Le groupe a annoncé que son fondateur et directeur général, Daniel Julien qui avait créé l'entreprise en 1978 à l'âge de 25 ans dans son appartement armé de seulement 10 lignes téléphoniques, passera la main le 16 mars prochain.
Pour lui succéder, le conseil d'administration a choisi Jorge Amar, un haut cadre du cabinet McKinsey, présenté comme un "expert mondial reconnu de l'intégration à grande échelle de l'IA au cours des opérations clients".
"Il est l’auteur de l’étude de référence de McKinsey en date de mars 2025 sur l’orchestration entre l’humain et l’IA dans les centres de contact. Depuis neuf mois, il travaille en étroite collaboration avec l’équipe dirigeante de TP, en tant que conseiller sur la transformation et la mise en œuvre stratégique", souligne la société.
Royal Bank of Canada est plutôt emballé par cette annonce. "Nous pensons que TP s'est assuré les services d'un candidat de classe mondiale qui a déjà clairement exprimé, en substance, son opinion selon laquelle les meilleurs intégrateurs peuvent gagner des parts de marché dans un secteur qui devrait connaître une augmentation de l'externalisation et, pour paraphraser, que les rumeurs annonçant la mort du secteur de la relation client externalisée ont été grandement exagérées", développe l'établissement.

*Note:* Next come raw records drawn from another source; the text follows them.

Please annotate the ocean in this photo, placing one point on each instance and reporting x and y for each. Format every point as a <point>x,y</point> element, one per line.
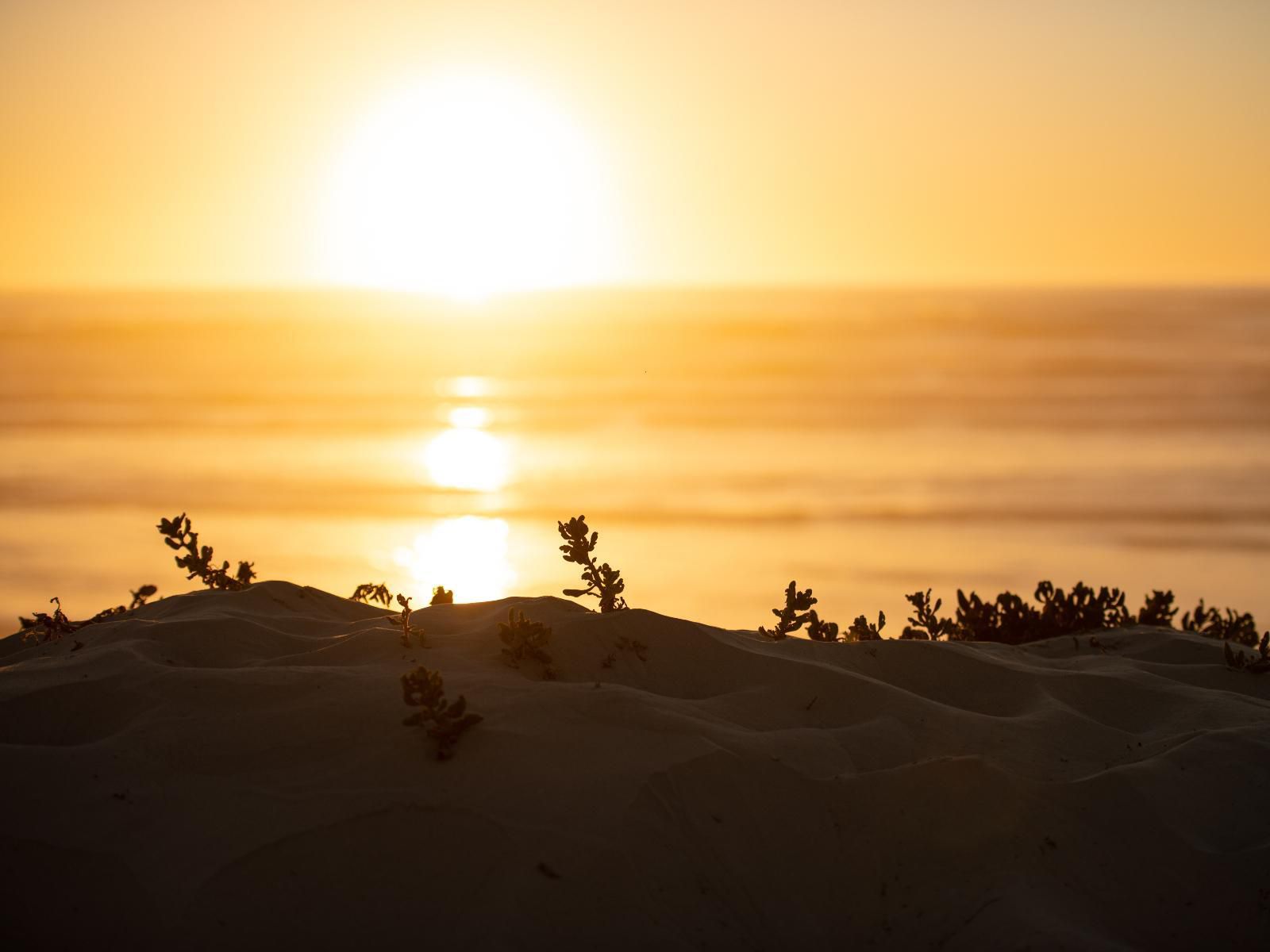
<point>867,443</point>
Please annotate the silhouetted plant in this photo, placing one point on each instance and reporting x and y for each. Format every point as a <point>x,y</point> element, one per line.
<point>198,559</point>
<point>48,628</point>
<point>1009,619</point>
<point>819,630</point>
<point>368,592</point>
<point>1198,619</point>
<point>1254,664</point>
<point>1233,626</point>
<point>1159,609</point>
<point>925,625</point>
<point>603,582</point>
<point>794,615</point>
<point>444,721</point>
<point>526,641</point>
<point>139,598</point>
<point>1083,609</point>
<point>861,628</point>
<point>403,620</point>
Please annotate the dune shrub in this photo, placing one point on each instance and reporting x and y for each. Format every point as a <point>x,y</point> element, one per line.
<point>1253,664</point>
<point>603,582</point>
<point>821,630</point>
<point>794,615</point>
<point>1233,626</point>
<point>403,621</point>
<point>48,628</point>
<point>925,625</point>
<point>526,641</point>
<point>442,721</point>
<point>1159,609</point>
<point>197,562</point>
<point>863,630</point>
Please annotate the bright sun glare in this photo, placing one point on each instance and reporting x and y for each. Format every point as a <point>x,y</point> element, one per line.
<point>468,184</point>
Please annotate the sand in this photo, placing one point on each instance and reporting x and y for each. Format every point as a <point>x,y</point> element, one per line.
<point>230,771</point>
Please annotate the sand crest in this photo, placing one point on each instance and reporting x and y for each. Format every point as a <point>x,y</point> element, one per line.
<point>230,771</point>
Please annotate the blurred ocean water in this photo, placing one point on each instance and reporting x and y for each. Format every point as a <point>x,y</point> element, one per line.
<point>865,443</point>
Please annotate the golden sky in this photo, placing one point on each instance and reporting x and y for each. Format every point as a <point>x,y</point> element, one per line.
<point>159,143</point>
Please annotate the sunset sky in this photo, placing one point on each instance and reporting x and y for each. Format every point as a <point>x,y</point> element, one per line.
<point>479,146</point>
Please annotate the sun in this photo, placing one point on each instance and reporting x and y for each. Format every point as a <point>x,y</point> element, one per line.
<point>468,184</point>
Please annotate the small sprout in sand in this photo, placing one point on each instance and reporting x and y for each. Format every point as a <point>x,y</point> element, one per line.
<point>526,641</point>
<point>821,630</point>
<point>368,592</point>
<point>1083,609</point>
<point>925,625</point>
<point>198,560</point>
<point>793,615</point>
<point>637,647</point>
<point>603,582</point>
<point>1235,626</point>
<point>48,628</point>
<point>1159,609</point>
<point>139,598</point>
<point>404,621</point>
<point>444,721</point>
<point>863,630</point>
<point>1253,664</point>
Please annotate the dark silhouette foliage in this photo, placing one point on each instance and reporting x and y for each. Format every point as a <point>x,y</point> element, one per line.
<point>48,628</point>
<point>526,641</point>
<point>403,620</point>
<point>1233,626</point>
<point>368,592</point>
<point>198,559</point>
<point>1083,609</point>
<point>863,630</point>
<point>925,625</point>
<point>821,630</point>
<point>444,721</point>
<point>1253,664</point>
<point>603,582</point>
<point>794,615</point>
<point>1159,609</point>
<point>139,598</point>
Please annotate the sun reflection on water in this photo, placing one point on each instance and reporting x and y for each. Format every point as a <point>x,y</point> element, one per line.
<point>465,456</point>
<point>467,554</point>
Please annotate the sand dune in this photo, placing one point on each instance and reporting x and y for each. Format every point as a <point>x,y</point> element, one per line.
<point>229,770</point>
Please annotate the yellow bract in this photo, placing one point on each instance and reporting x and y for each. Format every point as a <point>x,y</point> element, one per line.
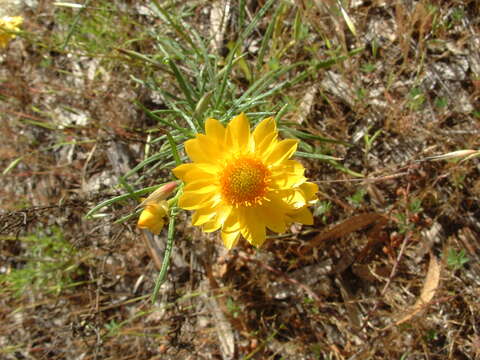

"Nous estimons que le grand nettoyage opéré au niveau de la gouvernance et la nomination d'un directeur général issu du monde de l'IA et doté d'une carte blanche stratégique devraient inciter les pessimistes à réfléchir à deux fois, et ce, le plus tôt possible", ajoute encore Royal Bank of Canada.
"Le signal est clair : exécution AI-centric (centrée donc sur la transformation permise par l'intelligence artificielle, NDLR) pour la phase 2026", résume de son côté TP ICAP Midcap.